Arrivé en fin de cycle, le jeu vidéo déprime. Dans l’attente des nouvelles machines, tout devient prétexte à déceler du déclin. Avec son mélange impossible de beat’em-all et de multijoueur, Anarchy Reigns s’offre un double bill crépusculaire. Prendre un genre du passé (la baston de masse, tant appréciée depuis Double Dragon) pour le traiter à la sauce de ce qui aura été la nouveauté des 360 et autres PS3 (le online), il y a de quoi trouver ça poliment has been. Et pas qu’un peu, si l’on précise qu’on évoque ici le dernier jeu de Platinum pour Sega qui, jamais, n’a été en plus mauvaise santé qu’aujourd’hui.

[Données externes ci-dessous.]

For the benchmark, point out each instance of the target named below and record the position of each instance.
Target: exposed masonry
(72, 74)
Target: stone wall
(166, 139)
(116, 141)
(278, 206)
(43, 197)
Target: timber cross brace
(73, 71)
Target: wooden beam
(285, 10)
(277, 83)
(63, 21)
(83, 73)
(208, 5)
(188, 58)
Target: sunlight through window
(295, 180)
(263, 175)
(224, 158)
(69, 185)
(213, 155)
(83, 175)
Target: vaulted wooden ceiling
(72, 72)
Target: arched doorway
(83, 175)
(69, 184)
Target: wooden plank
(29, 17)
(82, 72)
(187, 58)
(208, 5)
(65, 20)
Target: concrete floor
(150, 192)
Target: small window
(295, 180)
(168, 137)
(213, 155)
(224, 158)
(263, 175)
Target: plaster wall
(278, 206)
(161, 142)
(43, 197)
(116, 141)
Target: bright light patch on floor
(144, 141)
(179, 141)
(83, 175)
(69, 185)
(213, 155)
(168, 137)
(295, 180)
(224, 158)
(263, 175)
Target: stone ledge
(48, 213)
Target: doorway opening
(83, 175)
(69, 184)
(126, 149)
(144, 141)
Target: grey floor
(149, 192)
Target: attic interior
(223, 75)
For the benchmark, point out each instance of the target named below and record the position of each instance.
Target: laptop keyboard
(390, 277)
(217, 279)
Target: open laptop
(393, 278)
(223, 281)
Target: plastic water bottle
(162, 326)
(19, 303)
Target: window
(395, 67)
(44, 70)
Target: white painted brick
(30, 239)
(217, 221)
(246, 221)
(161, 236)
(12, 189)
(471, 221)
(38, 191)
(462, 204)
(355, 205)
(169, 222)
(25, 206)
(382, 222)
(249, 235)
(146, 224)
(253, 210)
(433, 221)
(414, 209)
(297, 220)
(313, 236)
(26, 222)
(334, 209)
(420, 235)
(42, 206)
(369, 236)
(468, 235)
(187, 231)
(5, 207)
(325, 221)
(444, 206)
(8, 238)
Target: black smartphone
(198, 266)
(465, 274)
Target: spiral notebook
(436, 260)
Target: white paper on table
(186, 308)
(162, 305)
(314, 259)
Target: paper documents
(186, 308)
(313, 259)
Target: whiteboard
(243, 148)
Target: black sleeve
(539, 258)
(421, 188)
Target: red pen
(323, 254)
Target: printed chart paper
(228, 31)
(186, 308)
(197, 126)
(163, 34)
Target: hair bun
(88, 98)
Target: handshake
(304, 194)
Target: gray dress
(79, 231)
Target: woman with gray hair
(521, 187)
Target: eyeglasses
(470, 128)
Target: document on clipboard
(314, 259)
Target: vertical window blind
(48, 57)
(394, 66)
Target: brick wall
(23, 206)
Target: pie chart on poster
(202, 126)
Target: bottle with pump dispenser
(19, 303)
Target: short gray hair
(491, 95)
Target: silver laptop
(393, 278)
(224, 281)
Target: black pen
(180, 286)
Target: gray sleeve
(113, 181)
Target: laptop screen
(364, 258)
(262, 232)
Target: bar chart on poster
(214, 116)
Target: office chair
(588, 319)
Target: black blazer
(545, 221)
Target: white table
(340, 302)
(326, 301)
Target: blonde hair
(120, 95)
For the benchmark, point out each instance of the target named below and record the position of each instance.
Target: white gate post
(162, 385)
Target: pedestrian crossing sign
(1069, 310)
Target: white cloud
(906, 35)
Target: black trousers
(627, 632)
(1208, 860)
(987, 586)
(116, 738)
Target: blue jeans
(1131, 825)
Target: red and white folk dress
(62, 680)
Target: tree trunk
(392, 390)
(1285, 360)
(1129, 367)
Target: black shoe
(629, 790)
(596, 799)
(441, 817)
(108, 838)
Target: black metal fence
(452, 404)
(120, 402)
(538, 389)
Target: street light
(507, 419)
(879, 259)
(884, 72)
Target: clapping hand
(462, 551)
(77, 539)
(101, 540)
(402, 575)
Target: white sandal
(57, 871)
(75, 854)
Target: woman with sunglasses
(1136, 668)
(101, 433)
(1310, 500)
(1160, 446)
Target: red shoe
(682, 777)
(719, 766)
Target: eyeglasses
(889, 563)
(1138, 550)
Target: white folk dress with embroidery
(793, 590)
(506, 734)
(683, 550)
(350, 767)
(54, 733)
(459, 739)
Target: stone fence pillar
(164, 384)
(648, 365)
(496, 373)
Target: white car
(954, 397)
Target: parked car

Et aussi qu’aucun des jeux du développeur de Bayonetta ou Madworld, dont les personnages rejoignent ici la fête, n’a été un succès commercial, enfonçant le clou d’une longue dépression qu’Anarchy Reigns parachève dans l’indifférence totale. C’est bien le drame du jeu, pas très folichon en solo (car pas vraiment prévu pour), assommant en multi, de passer inaperçu, arrivant dans une période où les regards convergent tous ailleurs – vers les sorties à venir ou passées, vers le PC qui regagne ses gallons, sur un smartphone d’homme pressé.

 

Au moment où Capcom sort son reboot made in UK de Devil May Cry, le vieux pot du beat’em-all selon Platinum s’enlise dans la nouveauté bâtarde qui est supposée le soutenir et lui redonner des couleurs. Une nouveauté ni maitrisée, ni même potentiellement intéressante : comment un genre basé sur l’hyper répétition des ennemis et des décors peut-il se contenter de combats un contre un en arène ? L’art du combo ne fait pas tout dans la vie, encore moins le petit exercice de virilité que représente le online. Le défi n’était peut-être pas impossible à relever ; en l’état actuel, il a des airs de compromis avec l’idée d’une modernité vidéo ludique déjà désuète, ou plutôt qui tombe pile au moment où les joueurs rêvent de nouveaux continents, bien loin de ceux d’Anarchy Reigns avec son look de jeu PS2 optimisé. Même les plus tatoués du genre, complaisant pour la désormais relative médiocrité du jeu vidéo japonais, se ficheront un peu d’un titre n’ayant pas pour lui l’exigence pratique d’un God Hand, chef-d’œuvre vespéral en son temps. Ils lui préfèreront le DMC de Capcom, infiniment plus technique et chiadé, à défaut d’avoir une identité bouleversante. La faute à Platinum, studio de vétérans s’acharnant à veiller sur les traditions d’un genre dont la noblesse n’est ici qu’un souvenir. Ne jamais céder à l’idiotie du moderne : il n’y a pas de meilleur moyen pour perpétuer la grandeur d’un savoir faire et résister au temps.